Konzerte lösen das ebenfalls aus. Und nicht nur aus beruflicher Sicht. Aber natürlich auch. Es gehören die Nervosität davor und die Erleichterung danach dazu. Oder die Gelassenheit davor und die scharfe Kritik danach.
Welche Emotionen es auch immer sein mögen. Sie fehlen in diesem Jahr sehr stark. Und sind deswegen umso bedeutungsvoller.
Seraina Telli
Musikerin | serainatelli.com
Foto: Liane Paasila
Musik berührt die Leute auf einer Ebene wie es kaum etwas anders kann. Vor allem an live Konzerten ist sehr stark zu spüren, wie die Musik Menschen zusammenbringt. Das macht sie zu einem unverzichtbaren Gut für uns alle.
Jake Gutzwiller
Musiker | glastonmusic.com
Gründer, Label Manager Bergmal | bergmal.ch
Foto: Thomas Egli
Musik gilt als Sprache der Gefühle. Sie ist die Synapse zu all unseren Emotionen. Eine vielschichtige Faszination mit unzähligen Überraschungselementen, welche uns mit purer Euphorie versorgt, uns auffängt, wenn es mal nötig ist und täglich begleitet. Musik ist Kunst. Und Earth without art is just Eh!

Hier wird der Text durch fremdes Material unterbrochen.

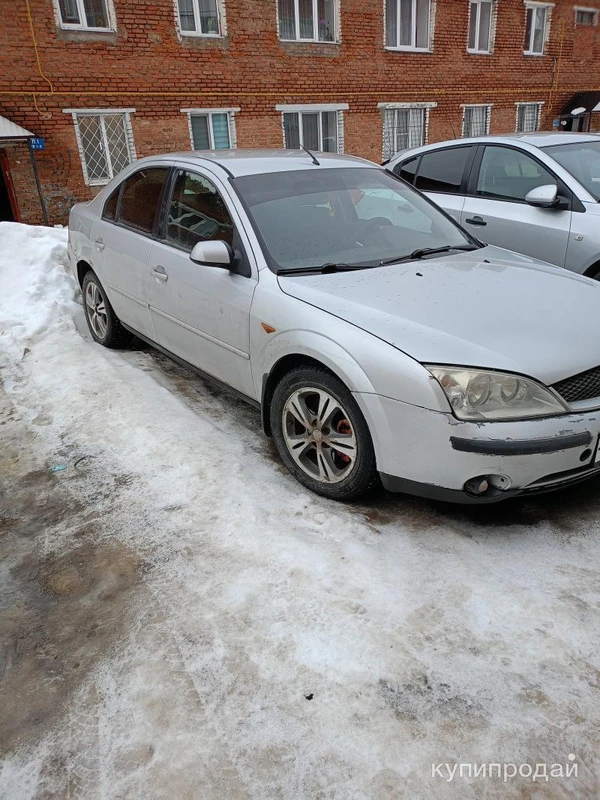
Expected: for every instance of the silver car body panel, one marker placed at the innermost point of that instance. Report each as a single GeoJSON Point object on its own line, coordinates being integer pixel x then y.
{"type": "Point", "coordinates": [565, 238]}
{"type": "Point", "coordinates": [372, 328]}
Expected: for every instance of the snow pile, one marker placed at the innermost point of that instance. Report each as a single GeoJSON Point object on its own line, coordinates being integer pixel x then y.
{"type": "Point", "coordinates": [35, 294]}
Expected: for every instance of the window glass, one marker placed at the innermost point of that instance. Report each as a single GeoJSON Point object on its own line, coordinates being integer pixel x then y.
{"type": "Point", "coordinates": [141, 194]}
{"type": "Point", "coordinates": [407, 170]}
{"type": "Point", "coordinates": [316, 130]}
{"type": "Point", "coordinates": [442, 170]}
{"type": "Point", "coordinates": [507, 174]}
{"type": "Point", "coordinates": [582, 161]}
{"type": "Point", "coordinates": [110, 207]}
{"type": "Point", "coordinates": [197, 212]}
{"type": "Point", "coordinates": [343, 215]}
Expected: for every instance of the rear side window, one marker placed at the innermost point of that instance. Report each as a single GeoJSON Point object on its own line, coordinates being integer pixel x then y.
{"type": "Point", "coordinates": [443, 170]}
{"type": "Point", "coordinates": [197, 212]}
{"type": "Point", "coordinates": [407, 170]}
{"type": "Point", "coordinates": [139, 201]}
{"type": "Point", "coordinates": [110, 207]}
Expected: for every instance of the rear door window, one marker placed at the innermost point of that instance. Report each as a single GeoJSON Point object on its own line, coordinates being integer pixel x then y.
{"type": "Point", "coordinates": [443, 170]}
{"type": "Point", "coordinates": [196, 212]}
{"type": "Point", "coordinates": [140, 198]}
{"type": "Point", "coordinates": [407, 170]}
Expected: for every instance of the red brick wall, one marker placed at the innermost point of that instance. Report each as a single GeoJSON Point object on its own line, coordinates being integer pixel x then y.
{"type": "Point", "coordinates": [147, 67]}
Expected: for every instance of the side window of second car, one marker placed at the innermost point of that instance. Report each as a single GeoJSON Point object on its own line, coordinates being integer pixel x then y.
{"type": "Point", "coordinates": [196, 212]}
{"type": "Point", "coordinates": [508, 174]}
{"type": "Point", "coordinates": [443, 170]}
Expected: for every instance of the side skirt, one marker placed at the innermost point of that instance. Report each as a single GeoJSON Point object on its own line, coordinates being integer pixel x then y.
{"type": "Point", "coordinates": [186, 365]}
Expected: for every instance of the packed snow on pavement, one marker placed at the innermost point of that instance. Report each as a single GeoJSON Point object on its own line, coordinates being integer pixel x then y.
{"type": "Point", "coordinates": [181, 619]}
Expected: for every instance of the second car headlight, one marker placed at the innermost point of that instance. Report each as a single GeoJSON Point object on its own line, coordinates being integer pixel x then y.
{"type": "Point", "coordinates": [488, 395]}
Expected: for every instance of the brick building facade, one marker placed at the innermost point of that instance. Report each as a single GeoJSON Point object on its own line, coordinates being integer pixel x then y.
{"type": "Point", "coordinates": [149, 76]}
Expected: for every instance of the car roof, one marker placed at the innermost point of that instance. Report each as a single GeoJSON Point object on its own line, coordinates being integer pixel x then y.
{"type": "Point", "coordinates": [538, 139]}
{"type": "Point", "coordinates": [241, 162]}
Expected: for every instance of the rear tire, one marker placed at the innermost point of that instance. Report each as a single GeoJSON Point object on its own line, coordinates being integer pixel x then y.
{"type": "Point", "coordinates": [322, 436]}
{"type": "Point", "coordinates": [102, 321]}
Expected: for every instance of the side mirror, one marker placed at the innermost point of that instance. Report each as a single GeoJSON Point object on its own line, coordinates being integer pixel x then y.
{"type": "Point", "coordinates": [543, 196]}
{"type": "Point", "coordinates": [212, 254]}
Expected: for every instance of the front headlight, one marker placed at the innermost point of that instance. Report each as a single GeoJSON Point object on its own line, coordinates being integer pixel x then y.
{"type": "Point", "coordinates": [485, 395]}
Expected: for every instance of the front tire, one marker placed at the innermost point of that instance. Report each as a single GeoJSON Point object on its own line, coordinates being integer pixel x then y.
{"type": "Point", "coordinates": [322, 436]}
{"type": "Point", "coordinates": [102, 321]}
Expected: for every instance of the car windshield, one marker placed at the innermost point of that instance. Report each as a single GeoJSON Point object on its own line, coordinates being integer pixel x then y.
{"type": "Point", "coordinates": [348, 216]}
{"type": "Point", "coordinates": [582, 160]}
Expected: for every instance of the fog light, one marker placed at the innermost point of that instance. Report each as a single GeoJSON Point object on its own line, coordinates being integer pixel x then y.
{"type": "Point", "coordinates": [501, 482]}
{"type": "Point", "coordinates": [478, 485]}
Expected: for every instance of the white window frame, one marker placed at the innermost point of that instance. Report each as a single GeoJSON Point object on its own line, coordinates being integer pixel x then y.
{"type": "Point", "coordinates": [530, 5]}
{"type": "Point", "coordinates": [102, 112]}
{"type": "Point", "coordinates": [222, 32]}
{"type": "Point", "coordinates": [518, 106]}
{"type": "Point", "coordinates": [479, 3]}
{"type": "Point", "coordinates": [83, 26]}
{"type": "Point", "coordinates": [411, 47]}
{"type": "Point", "coordinates": [315, 38]}
{"type": "Point", "coordinates": [426, 107]}
{"type": "Point", "coordinates": [489, 107]}
{"type": "Point", "coordinates": [208, 112]}
{"type": "Point", "coordinates": [585, 9]}
{"type": "Point", "coordinates": [339, 108]}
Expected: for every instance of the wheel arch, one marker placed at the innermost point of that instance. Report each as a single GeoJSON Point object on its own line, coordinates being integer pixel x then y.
{"type": "Point", "coordinates": [593, 270]}
{"type": "Point", "coordinates": [82, 269]}
{"type": "Point", "coordinates": [332, 358]}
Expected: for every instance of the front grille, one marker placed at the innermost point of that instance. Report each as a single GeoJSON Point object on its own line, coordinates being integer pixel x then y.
{"type": "Point", "coordinates": [584, 386]}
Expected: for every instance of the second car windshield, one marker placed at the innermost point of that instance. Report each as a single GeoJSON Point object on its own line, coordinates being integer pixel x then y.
{"type": "Point", "coordinates": [582, 160]}
{"type": "Point", "coordinates": [350, 216]}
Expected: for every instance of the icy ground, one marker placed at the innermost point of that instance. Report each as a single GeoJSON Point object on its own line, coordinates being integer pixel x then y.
{"type": "Point", "coordinates": [172, 598]}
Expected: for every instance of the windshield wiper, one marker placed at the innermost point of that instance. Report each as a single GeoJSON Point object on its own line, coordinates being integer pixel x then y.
{"type": "Point", "coordinates": [324, 269]}
{"type": "Point", "coordinates": [421, 252]}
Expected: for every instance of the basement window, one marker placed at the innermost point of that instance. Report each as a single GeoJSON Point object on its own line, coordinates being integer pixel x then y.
{"type": "Point", "coordinates": [476, 120]}
{"type": "Point", "coordinates": [89, 15]}
{"type": "Point", "coordinates": [211, 128]}
{"type": "Point", "coordinates": [317, 127]}
{"type": "Point", "coordinates": [105, 143]}
{"type": "Point", "coordinates": [199, 17]}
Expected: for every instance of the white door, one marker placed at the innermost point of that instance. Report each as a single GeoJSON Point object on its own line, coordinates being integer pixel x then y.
{"type": "Point", "coordinates": [121, 242]}
{"type": "Point", "coordinates": [200, 313]}
{"type": "Point", "coordinates": [498, 214]}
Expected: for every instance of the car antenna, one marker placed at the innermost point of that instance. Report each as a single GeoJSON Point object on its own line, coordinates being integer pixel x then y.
{"type": "Point", "coordinates": [306, 150]}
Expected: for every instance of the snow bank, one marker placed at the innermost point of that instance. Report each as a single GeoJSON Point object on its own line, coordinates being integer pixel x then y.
{"type": "Point", "coordinates": [35, 294]}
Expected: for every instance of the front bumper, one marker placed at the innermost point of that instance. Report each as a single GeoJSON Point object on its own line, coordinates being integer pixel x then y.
{"type": "Point", "coordinates": [432, 454]}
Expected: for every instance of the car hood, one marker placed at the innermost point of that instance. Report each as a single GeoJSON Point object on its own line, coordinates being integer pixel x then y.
{"type": "Point", "coordinates": [488, 308]}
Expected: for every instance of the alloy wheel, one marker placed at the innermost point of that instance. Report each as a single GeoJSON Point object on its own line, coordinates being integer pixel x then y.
{"type": "Point", "coordinates": [318, 434]}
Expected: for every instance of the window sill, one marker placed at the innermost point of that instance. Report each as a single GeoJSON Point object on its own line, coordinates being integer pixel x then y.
{"type": "Point", "coordinates": [407, 49]}
{"type": "Point", "coordinates": [196, 35]}
{"type": "Point", "coordinates": [85, 29]}
{"type": "Point", "coordinates": [308, 41]}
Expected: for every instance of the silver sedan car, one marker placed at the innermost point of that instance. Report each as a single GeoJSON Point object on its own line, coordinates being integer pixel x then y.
{"type": "Point", "coordinates": [382, 342]}
{"type": "Point", "coordinates": [537, 193]}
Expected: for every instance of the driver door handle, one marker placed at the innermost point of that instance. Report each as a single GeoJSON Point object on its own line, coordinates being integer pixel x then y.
{"type": "Point", "coordinates": [476, 221]}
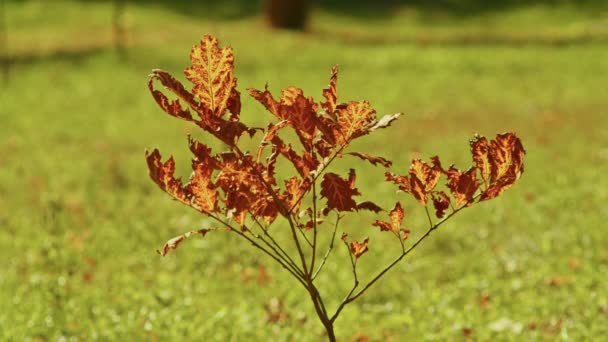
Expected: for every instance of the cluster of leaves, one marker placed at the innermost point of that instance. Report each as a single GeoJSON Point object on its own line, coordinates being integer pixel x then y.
{"type": "Point", "coordinates": [240, 191]}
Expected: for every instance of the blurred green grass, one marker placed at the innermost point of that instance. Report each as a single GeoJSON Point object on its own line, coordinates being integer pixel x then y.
{"type": "Point", "coordinates": [81, 220]}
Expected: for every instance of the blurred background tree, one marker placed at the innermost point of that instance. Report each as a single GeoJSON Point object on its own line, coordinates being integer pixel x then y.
{"type": "Point", "coordinates": [287, 14]}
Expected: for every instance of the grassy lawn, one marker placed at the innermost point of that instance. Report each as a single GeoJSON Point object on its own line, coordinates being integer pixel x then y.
{"type": "Point", "coordinates": [80, 220]}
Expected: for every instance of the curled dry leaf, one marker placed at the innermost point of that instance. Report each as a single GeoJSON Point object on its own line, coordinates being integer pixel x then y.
{"type": "Point", "coordinates": [339, 192]}
{"type": "Point", "coordinates": [396, 215]}
{"type": "Point", "coordinates": [374, 160]}
{"type": "Point", "coordinates": [359, 248]}
{"type": "Point", "coordinates": [441, 202]}
{"type": "Point", "coordinates": [500, 162]}
{"type": "Point", "coordinates": [176, 241]}
{"type": "Point", "coordinates": [420, 181]}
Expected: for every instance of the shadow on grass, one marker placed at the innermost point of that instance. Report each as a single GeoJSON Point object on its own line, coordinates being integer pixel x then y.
{"type": "Point", "coordinates": [363, 9]}
{"type": "Point", "coordinates": [464, 39]}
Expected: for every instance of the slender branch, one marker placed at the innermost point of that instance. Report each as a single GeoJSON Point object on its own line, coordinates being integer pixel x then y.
{"type": "Point", "coordinates": [329, 249]}
{"type": "Point", "coordinates": [428, 215]}
{"type": "Point", "coordinates": [314, 224]}
{"type": "Point", "coordinates": [351, 297]}
{"type": "Point", "coordinates": [345, 301]}
{"type": "Point", "coordinates": [279, 203]}
{"type": "Point", "coordinates": [276, 247]}
{"type": "Point", "coordinates": [255, 244]}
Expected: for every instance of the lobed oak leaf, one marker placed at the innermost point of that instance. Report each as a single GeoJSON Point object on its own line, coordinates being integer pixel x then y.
{"type": "Point", "coordinates": [479, 150]}
{"type": "Point", "coordinates": [354, 120]}
{"type": "Point", "coordinates": [299, 111]}
{"type": "Point", "coordinates": [304, 164]}
{"type": "Point", "coordinates": [505, 158]}
{"type": "Point", "coordinates": [421, 181]}
{"type": "Point", "coordinates": [211, 74]}
{"type": "Point", "coordinates": [385, 121]}
{"type": "Point", "coordinates": [295, 190]}
{"type": "Point", "coordinates": [359, 248]}
{"type": "Point", "coordinates": [374, 160]}
{"type": "Point", "coordinates": [396, 215]}
{"type": "Point", "coordinates": [463, 185]}
{"type": "Point", "coordinates": [173, 108]}
{"type": "Point", "coordinates": [339, 192]}
{"type": "Point", "coordinates": [441, 202]}
{"type": "Point", "coordinates": [202, 189]}
{"type": "Point", "coordinates": [176, 241]}
{"type": "Point", "coordinates": [368, 205]}
{"type": "Point", "coordinates": [162, 174]}
{"type": "Point", "coordinates": [271, 132]}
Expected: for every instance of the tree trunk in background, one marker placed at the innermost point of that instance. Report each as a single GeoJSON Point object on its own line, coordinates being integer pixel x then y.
{"type": "Point", "coordinates": [4, 58]}
{"type": "Point", "coordinates": [287, 14]}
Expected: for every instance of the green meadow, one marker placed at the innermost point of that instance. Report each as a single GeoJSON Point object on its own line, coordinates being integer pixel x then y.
{"type": "Point", "coordinates": [80, 220]}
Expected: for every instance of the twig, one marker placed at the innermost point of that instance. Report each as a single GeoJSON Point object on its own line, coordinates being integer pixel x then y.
{"type": "Point", "coordinates": [329, 249]}
{"type": "Point", "coordinates": [403, 254]}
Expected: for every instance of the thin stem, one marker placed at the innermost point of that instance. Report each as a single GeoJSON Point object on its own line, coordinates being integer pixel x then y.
{"type": "Point", "coordinates": [286, 256]}
{"type": "Point", "coordinates": [345, 301]}
{"type": "Point", "coordinates": [351, 297]}
{"type": "Point", "coordinates": [280, 204]}
{"type": "Point", "coordinates": [255, 244]}
{"type": "Point", "coordinates": [329, 249]}
{"type": "Point", "coordinates": [319, 172]}
{"type": "Point", "coordinates": [428, 215]}
{"type": "Point", "coordinates": [283, 256]}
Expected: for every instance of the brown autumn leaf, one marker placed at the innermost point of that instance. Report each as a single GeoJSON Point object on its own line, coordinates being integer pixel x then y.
{"type": "Point", "coordinates": [339, 192]}
{"type": "Point", "coordinates": [374, 160]}
{"type": "Point", "coordinates": [176, 241]}
{"type": "Point", "coordinates": [463, 185]}
{"type": "Point", "coordinates": [441, 202]}
{"type": "Point", "coordinates": [299, 111]}
{"type": "Point", "coordinates": [173, 108]}
{"type": "Point", "coordinates": [162, 174]}
{"type": "Point", "coordinates": [359, 248]}
{"type": "Point", "coordinates": [211, 74]}
{"type": "Point", "coordinates": [304, 164]}
{"type": "Point", "coordinates": [385, 121]}
{"type": "Point", "coordinates": [204, 193]}
{"type": "Point", "coordinates": [421, 180]}
{"type": "Point", "coordinates": [368, 205]}
{"type": "Point", "coordinates": [501, 162]}
{"type": "Point", "coordinates": [396, 215]}
{"type": "Point", "coordinates": [354, 120]}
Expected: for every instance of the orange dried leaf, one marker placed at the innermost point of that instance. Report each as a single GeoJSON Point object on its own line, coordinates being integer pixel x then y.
{"type": "Point", "coordinates": [385, 121]}
{"type": "Point", "coordinates": [441, 202]}
{"type": "Point", "coordinates": [396, 215]}
{"type": "Point", "coordinates": [162, 174]}
{"type": "Point", "coordinates": [331, 93]}
{"type": "Point", "coordinates": [339, 192]}
{"type": "Point", "coordinates": [463, 185]}
{"type": "Point", "coordinates": [204, 193]}
{"type": "Point", "coordinates": [354, 120]}
{"type": "Point", "coordinates": [299, 111]}
{"type": "Point", "coordinates": [359, 248]}
{"type": "Point", "coordinates": [368, 205]}
{"type": "Point", "coordinates": [212, 75]}
{"type": "Point", "coordinates": [421, 181]}
{"type": "Point", "coordinates": [479, 150]}
{"type": "Point", "coordinates": [374, 160]}
{"type": "Point", "coordinates": [173, 108]}
{"type": "Point", "coordinates": [176, 241]}
{"type": "Point", "coordinates": [505, 156]}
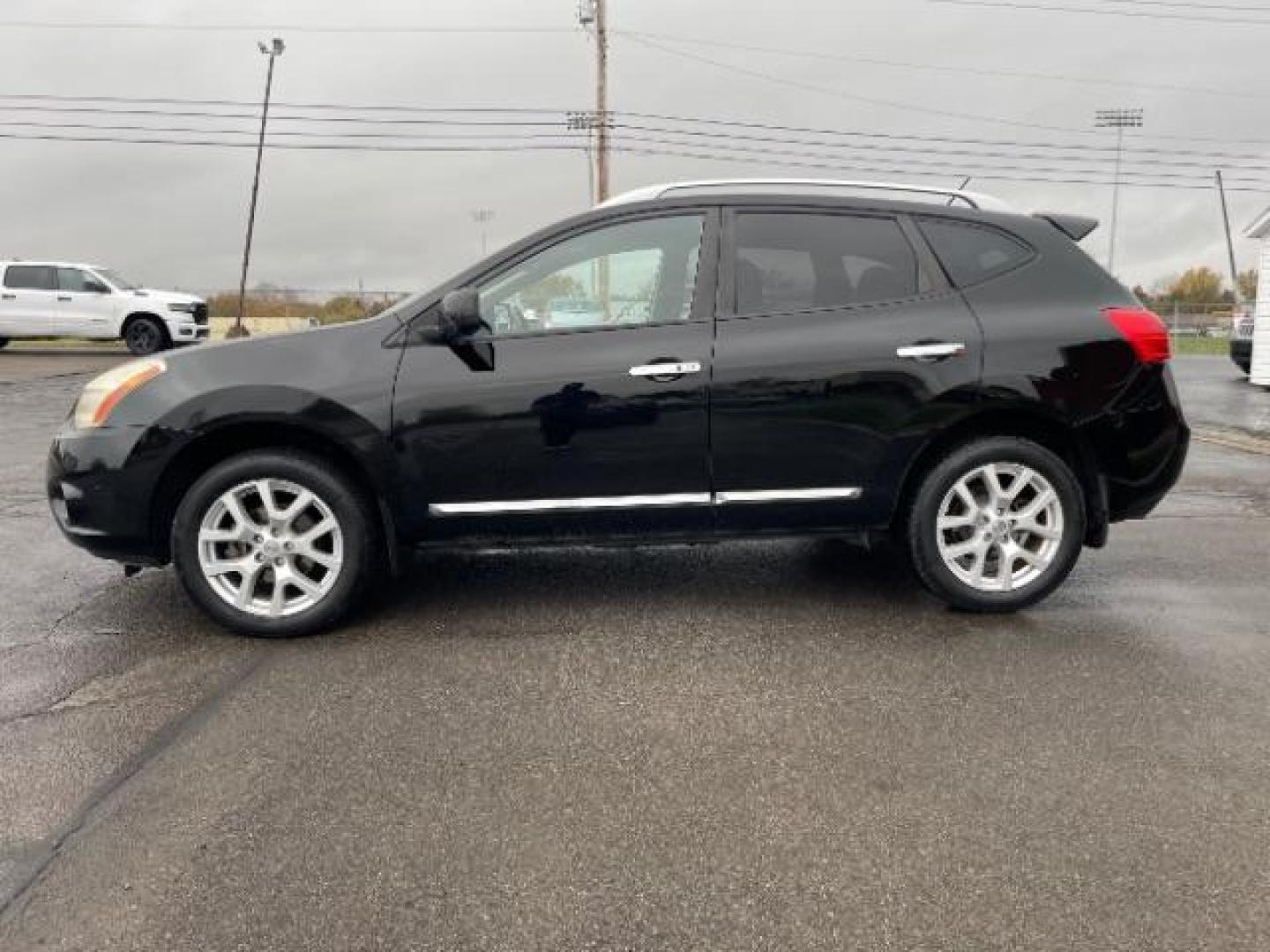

Spätestens seit «Hybrid Theory» hat mich die Musik nicht mehr losgelassen. Und ich bin bis heute sehr froh darüber. Ich war angetan, wie viele Facetten gleichzeitig in ein Lied verpackt werden konnte. Dank MTV konnte man sehen, wie die Songs bildlich interpretiert wurden.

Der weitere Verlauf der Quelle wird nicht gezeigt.